Nobody Wants This is clearly a show made for non-Jews, as is obvious from the awkward explanations of when exactly Shabbat begins and definitions of basic terms like “mitzvah.” It feels closer to one of Hallmark’s attempts to slot one Hanukkah movie into their Christmas lineup than it does to some of the incisive, nuanced Jewish shows we’ve gotten in the past few years. Unorthodox, Shtisel and The Patient did not trip over themselves explaining the basics of every Jewish reference; they trusted their audience to figure it out.

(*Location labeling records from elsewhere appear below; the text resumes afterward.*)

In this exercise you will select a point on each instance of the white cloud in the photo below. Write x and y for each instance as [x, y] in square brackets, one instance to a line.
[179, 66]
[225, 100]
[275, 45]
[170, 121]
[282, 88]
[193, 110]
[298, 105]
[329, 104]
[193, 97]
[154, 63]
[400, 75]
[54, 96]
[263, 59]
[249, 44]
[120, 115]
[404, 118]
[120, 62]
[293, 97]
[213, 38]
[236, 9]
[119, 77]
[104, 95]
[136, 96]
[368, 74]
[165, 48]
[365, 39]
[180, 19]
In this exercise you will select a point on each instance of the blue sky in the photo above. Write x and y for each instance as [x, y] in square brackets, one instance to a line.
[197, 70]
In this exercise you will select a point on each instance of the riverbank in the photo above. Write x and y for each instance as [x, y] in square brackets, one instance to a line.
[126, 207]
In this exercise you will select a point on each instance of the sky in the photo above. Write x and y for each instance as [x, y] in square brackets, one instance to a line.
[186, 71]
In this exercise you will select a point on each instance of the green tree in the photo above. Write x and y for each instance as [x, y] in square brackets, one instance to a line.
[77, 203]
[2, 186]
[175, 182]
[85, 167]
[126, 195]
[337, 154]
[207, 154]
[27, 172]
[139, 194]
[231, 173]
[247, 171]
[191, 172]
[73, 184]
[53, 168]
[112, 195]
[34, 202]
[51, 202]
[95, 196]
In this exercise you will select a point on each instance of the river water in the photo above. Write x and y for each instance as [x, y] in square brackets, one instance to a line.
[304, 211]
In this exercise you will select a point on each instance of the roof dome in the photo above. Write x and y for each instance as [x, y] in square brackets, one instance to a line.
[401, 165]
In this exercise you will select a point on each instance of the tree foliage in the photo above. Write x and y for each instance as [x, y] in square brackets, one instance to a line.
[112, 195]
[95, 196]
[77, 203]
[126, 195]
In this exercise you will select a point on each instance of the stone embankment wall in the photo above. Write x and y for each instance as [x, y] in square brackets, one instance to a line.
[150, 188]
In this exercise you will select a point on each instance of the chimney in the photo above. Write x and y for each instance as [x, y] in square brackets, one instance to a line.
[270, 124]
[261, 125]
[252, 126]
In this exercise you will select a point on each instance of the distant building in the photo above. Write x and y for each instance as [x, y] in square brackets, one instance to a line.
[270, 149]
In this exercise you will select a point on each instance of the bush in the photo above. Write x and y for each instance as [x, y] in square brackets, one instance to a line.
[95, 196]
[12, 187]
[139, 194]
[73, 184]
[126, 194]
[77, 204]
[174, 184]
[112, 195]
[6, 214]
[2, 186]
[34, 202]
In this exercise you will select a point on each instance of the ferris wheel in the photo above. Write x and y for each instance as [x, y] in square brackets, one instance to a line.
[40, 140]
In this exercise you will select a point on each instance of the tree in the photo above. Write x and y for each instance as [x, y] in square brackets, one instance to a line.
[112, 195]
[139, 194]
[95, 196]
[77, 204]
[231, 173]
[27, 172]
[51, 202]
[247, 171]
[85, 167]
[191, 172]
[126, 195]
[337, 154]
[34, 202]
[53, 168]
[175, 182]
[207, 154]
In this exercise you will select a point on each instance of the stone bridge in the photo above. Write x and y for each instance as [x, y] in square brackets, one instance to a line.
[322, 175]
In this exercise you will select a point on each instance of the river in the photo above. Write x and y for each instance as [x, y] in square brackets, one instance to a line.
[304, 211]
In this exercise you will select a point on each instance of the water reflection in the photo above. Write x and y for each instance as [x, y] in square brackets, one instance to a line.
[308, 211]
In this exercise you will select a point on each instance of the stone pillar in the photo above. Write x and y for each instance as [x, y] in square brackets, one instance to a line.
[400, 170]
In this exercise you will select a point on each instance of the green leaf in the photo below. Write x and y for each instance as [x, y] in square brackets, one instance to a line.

Perhaps the show’s, uh, hamfisted attempts to explain Jewish basics is a result of the show getting a big launch. Netflix is pouring publicity money into it: The New York Times did a big profile on Brody’s return as a grown-up version of his breakout character, nerdy Jewish teen heartthrob Seth Cohen from The O.C. New York Magazine published another big profile, this one on Erin Foster, the show’s creator and a blonde non-Jew who married a nice Jewish boy herself. It stars big names, like Bell and Brody, and it is, admittedly, a binge-watch that goes down easy; a lot of people will probably see it.
But if Nobody Wants This was intended for an audience that has never met a Jew in their life, then it should have been more careful about the way it showcased Judaism. Foster said that she wanted the show to reflect her experience as someone who chose Judaism, as she did. Yet there’s no reason to imagine why anyone would follow in her shoes when the only positive portrayal of Jewishness in the show is Noah, who is presented as an anomaly. (Foster also said that, if the series is renewed, she’d like the next season to focus on conversion, even though Joanne has already said she wouldn’t do it.)
As I watched the final episode, I found myself rooting against love. I hoped that, like Fleabag’s Hot Priest, Brody’s Hot Rabbi would realize that love shouldn’t require giving up your entire identity and value system. That he’d walk away. That the show would tell its audience that Judaism is more than just a curiosity or quirky family custom. But this is, after all, a romcom. So he didn’t walk away — he ran after her.